I am so glad to see this thread. I seriously am feeling so isolated and alone about this whole situation I find myself now encountering. I've been in treatment for PTSD during the last 18 months, largely due to childhood verbal and emotional abuse from my parents. I also had a near-death c-section experience that triggered the hell out of me.
About three months ago, a memory of my younger brother being molested from a baby-sitter came back to me. Since then, memories of him hurting me sexually have also surfaced, including my dad encouraging it.
I have no one to talk to about these things except my therapist. My husband knows about some of it, since my therapist guided me in how to tell him some of these things. He was actually relieved to know something had happened to me, since I reject so much of his affection and neither of us ever knew why.
My parents are both alcoholics and so are my husband's. They aren't in our lives anymore. But, my brother is and I don't really know how to handle it or my feelings about what happened both to him and what he did to me.
Nor do I know what to do with my parents, who are so disappointing and manipulative and frightening. The rest of my siblings don't talk to me either - I was always the scapegoat in the family and my parents made certain they hated me as much as possible.
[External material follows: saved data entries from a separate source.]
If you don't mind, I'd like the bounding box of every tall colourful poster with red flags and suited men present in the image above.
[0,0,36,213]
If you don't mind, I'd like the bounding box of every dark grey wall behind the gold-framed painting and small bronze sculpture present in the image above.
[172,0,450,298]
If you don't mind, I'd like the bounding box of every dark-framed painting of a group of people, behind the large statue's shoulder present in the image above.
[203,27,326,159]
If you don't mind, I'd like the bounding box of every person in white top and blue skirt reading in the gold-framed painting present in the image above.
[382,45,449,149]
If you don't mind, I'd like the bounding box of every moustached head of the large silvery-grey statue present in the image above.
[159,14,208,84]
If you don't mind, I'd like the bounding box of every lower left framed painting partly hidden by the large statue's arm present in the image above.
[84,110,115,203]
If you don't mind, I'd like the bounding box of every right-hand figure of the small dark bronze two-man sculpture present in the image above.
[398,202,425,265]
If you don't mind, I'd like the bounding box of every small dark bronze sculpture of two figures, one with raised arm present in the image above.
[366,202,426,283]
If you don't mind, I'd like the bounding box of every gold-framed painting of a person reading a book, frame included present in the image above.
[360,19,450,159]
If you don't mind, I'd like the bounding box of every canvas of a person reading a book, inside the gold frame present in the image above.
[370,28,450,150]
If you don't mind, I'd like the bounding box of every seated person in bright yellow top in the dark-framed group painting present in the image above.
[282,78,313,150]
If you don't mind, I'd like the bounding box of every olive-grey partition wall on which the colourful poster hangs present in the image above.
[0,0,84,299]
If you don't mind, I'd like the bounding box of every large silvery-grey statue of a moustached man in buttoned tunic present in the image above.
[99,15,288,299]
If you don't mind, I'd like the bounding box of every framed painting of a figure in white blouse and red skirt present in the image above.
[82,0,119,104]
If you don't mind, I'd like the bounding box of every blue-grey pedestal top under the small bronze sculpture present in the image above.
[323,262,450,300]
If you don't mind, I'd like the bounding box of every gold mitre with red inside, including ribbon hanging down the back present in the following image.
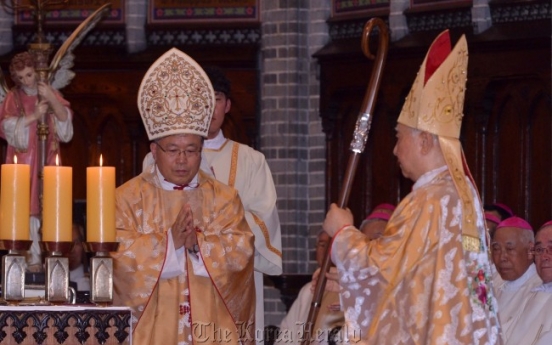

I can't even trust some of my oldest friends with this info. It's too humiliating and I don't know how to talk about it. Plus I think about their reactions and I want to protect them, of course.
I've been overweight my whole life, and since this has come to light, I've lost 20lbs. I have literally almost 70lbs more to go, but I want to do it. I NEED TO DO IT.
I would love to have other mamas to talk to. I didn't think I'd be able to breastfeed before I met my baby - thinking about it felt so invasive and scary. But I'm so blessed that I fell in love with her and providing the best is what came naturally, despite many problems we had.
I would be open to a group discussion elsewhere too.